# A good start to a Mac collection&storage. (Pic heavy!)



## imthebeesknees (Dec 1, 2010)

So first I'll give you a little background information:  I have been into MAC for as long time, however where I grew up was almost 2 hrs away from a Mac counter.  So up until I moved to a bigger city I have only bought a few items, I bought quite a bit from the barbie collection, but lost a couple items...

  	Anyways, so here I am now... I've been 'hardcore' collecting MAC for about 4 months?  So I don't have too much yet.. slowly I am trying to convert my makeup collection to mainly Mac, but I also do like other high-end products like MUFE, Kat Von D, Benefit, Urban Decay, Nars, ect.  But just like most of you, my main love would have to be Mac.  

  	..  And unlike most of you I am not as tidy as I should be, but I am getting better, generally as a rule, I have 8-10 Mac lipsticks/lip glasses in my purse at any given time, so there is probably a couple items missing lol.

  	I hate my vanity set up, I reallly really want the MALM by Ikea, but the closest Ikea is an 12 hr drive away.   ...but hopefully one day...because I really do hate the look of wood. 

  	...So here we have it, my collection&set-up (for now) lol 
  	Oh and sorry for the poor picture quality..i needs a new camera.
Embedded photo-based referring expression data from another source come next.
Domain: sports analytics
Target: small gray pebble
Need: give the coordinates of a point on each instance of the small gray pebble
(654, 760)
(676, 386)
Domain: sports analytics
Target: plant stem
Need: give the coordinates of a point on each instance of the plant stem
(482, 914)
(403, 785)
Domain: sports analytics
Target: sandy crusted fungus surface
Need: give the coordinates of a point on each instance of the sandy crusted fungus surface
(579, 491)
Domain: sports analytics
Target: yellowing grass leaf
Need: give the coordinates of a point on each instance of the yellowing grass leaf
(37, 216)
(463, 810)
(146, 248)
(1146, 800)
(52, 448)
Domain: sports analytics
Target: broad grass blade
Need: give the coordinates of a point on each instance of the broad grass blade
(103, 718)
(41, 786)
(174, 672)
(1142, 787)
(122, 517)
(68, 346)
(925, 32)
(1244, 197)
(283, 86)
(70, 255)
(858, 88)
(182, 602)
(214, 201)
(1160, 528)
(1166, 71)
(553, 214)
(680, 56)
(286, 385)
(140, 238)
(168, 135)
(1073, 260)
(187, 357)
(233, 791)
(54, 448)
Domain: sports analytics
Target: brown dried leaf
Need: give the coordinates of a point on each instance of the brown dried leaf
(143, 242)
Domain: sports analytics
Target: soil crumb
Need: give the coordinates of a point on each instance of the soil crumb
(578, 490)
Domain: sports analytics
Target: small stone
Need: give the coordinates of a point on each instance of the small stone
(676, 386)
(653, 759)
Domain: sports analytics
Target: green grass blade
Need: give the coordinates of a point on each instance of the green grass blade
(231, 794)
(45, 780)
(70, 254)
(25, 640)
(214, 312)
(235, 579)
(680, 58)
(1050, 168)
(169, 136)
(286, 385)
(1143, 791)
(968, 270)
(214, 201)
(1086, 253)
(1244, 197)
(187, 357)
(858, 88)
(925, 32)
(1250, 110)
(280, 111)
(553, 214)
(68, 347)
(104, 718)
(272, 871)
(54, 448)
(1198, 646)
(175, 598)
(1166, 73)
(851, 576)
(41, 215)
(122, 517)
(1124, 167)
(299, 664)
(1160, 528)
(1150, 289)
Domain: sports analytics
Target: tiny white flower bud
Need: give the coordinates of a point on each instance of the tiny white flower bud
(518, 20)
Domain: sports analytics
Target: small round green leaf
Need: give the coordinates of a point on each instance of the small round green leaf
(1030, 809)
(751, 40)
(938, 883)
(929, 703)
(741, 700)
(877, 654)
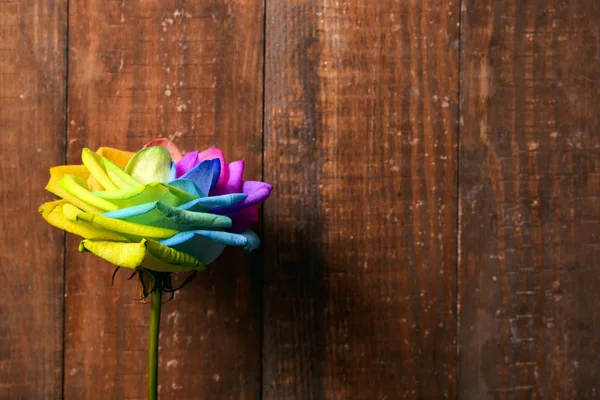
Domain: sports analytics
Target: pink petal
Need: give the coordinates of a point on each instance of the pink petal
(234, 184)
(212, 153)
(167, 144)
(189, 161)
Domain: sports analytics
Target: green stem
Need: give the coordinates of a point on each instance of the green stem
(153, 345)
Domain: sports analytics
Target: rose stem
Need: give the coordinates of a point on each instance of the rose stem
(153, 345)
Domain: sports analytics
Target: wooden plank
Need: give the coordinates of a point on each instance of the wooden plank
(528, 269)
(360, 143)
(191, 71)
(32, 110)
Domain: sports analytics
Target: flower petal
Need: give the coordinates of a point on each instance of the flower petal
(212, 153)
(210, 203)
(148, 193)
(147, 254)
(151, 164)
(162, 215)
(77, 187)
(119, 157)
(116, 225)
(57, 173)
(167, 144)
(234, 183)
(52, 212)
(189, 161)
(187, 186)
(93, 163)
(257, 192)
(119, 177)
(205, 175)
(208, 245)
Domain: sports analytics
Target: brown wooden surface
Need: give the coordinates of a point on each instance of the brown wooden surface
(32, 102)
(360, 236)
(434, 228)
(528, 271)
(190, 71)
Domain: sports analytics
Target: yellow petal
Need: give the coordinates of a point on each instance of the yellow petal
(93, 162)
(119, 157)
(117, 225)
(94, 185)
(77, 187)
(56, 173)
(147, 254)
(53, 212)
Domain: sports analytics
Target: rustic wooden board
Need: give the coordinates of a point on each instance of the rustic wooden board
(190, 71)
(529, 187)
(32, 102)
(360, 234)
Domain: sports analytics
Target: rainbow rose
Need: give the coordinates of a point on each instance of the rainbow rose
(157, 209)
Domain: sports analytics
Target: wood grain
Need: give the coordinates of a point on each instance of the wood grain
(190, 71)
(360, 235)
(32, 102)
(528, 270)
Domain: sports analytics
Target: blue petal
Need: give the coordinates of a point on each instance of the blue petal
(173, 172)
(205, 175)
(188, 186)
(165, 216)
(208, 245)
(208, 203)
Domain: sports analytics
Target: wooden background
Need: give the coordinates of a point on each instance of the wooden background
(434, 231)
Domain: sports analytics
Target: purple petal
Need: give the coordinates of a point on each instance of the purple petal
(212, 153)
(189, 161)
(234, 184)
(257, 192)
(205, 175)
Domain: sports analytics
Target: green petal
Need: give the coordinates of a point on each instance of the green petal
(118, 176)
(152, 164)
(147, 254)
(93, 162)
(148, 193)
(76, 186)
(116, 225)
(181, 220)
(53, 212)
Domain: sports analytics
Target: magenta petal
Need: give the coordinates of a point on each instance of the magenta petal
(167, 144)
(212, 153)
(189, 161)
(244, 219)
(234, 184)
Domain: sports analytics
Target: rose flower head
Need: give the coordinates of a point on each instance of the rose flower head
(156, 210)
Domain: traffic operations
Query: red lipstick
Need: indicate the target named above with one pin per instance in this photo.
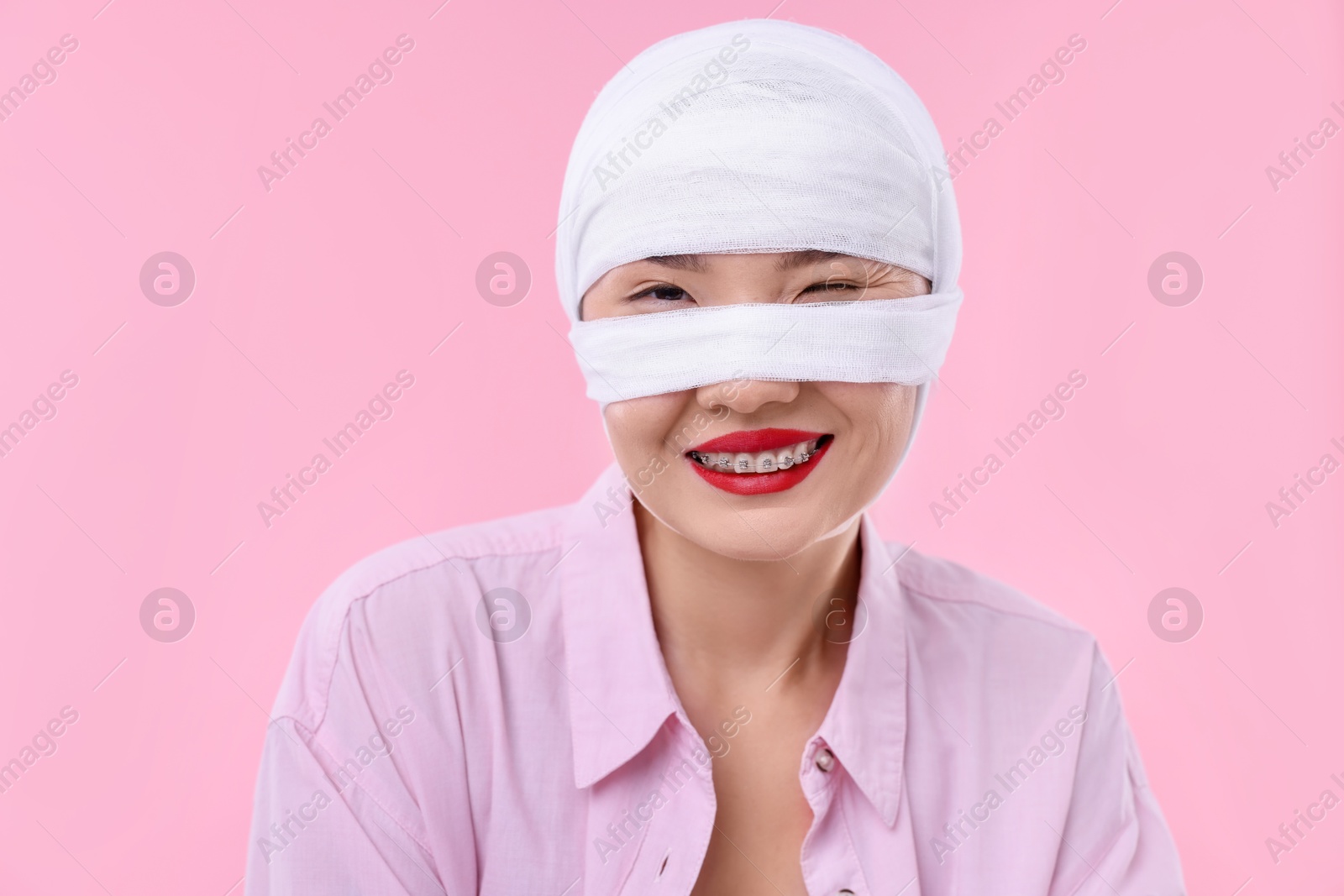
(754, 441)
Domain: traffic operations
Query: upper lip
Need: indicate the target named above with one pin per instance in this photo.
(749, 441)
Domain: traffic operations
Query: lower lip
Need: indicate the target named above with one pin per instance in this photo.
(761, 483)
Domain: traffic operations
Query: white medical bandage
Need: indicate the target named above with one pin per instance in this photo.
(759, 136)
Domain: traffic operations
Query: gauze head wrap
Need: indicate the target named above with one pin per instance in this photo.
(759, 136)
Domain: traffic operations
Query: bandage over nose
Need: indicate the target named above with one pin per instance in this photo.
(759, 136)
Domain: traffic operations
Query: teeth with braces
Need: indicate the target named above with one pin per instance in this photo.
(757, 461)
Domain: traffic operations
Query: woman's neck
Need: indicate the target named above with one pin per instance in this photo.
(725, 622)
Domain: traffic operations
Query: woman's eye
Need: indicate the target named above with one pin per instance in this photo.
(664, 293)
(831, 286)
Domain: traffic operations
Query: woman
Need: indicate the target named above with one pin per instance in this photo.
(711, 674)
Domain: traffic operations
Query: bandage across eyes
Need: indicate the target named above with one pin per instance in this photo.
(759, 136)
  	Ewww, so much wood going on here... lol.




  	So here is my favorite thing to collect...blushes... this is just my Mac blushes...I need more.. 




  	My Benefit Blushes/bronzers... <3








































































































  	Thanks for looking dolls!! <3


----------



## Mabelle (Dec 1, 2010)

Nice stash. I couldnt imagine living so far away from a MAC, but such is life in the maritimes i suppose


----------



## imthebeesknees (Dec 1, 2010)

Ooops i need to delete this thread..as i have two of the same threads posted for some reason... i wonder how i do that? lol


----------